Pram dalam buku ini adalah sosok yang dimenangkan dengan pencapaian tertentu untuk sastra di dunia internasional dan revisi terhadap biografi politik. Kemenangan Pram dari kekalahan-kekalahan tentu memberi konklusi atas optimisme dan pembuktian kebenaran atau keadilan dalam konteks sejarah kekuasaan dan kesusastraan. Perkara kemenangan itu berbeda dengan pandangan Ignas Kleden (1999) mengenai biografi Pram dan tokoh-tokoh dalam teks sastra Pram: “Tokoh-tokoh Pramoedya memang kalah dilanda sejarahnya, tapi sekaligus juga sanggup mengalahkan kekalahannya sendiri dengan mengatasi baik ketakutan maupun kesombongan untuk tidak menang.” Penilaian dari Ignas Kelden itu sopan ketimbang perspektif August Hans den Boef dan Kees Snoek.

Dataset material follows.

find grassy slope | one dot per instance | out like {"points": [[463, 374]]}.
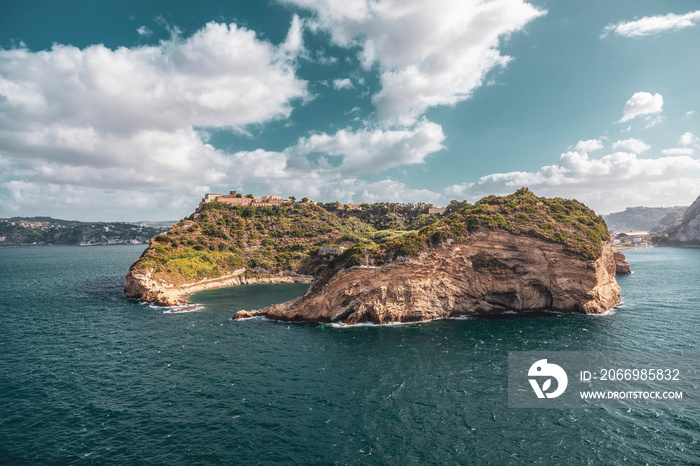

Kehadiran buku Saya ingin Lihat Semua Ini Berakhir memberi kontribusi untuk kepustakaan mengenai Pram. Buku ini mengandung harapan untuk bisa memberikan perspektif yang tendensius terhadap Pram tapi kurang kritis dan argumentatif. Harapan dari penulis dalam buku ini padahal mirip dengan pengakuan Pram: “Saya berharap bahwa pembaca-pembaca di Indonesia, setelah membaca buku saya, merasa berani, merasa dikuatkan. Dan kalau ini terjadi, saya menganggap tulisan saya berhasil. Itu adalah suatu kehormatan bagi seorang pengarang, terutama bagi saya. Lebih berani. Berani. Lebih berani”.

Membaca Pramoedya Ananta Toer adalah membaca pokok dan tokoh yang tak sepi dari kontroversi dan polemik. Goenawan Mohamad (2005) bahkan menyebut Pram sebaga “penantang abadi”. Pramoedya Ananta Toer adalah simbol perbenturan dan pertautan antara ide dan kekuasaan. Selamat membaca dan menilai dengan sekian perspektif dan kritik. Begitu.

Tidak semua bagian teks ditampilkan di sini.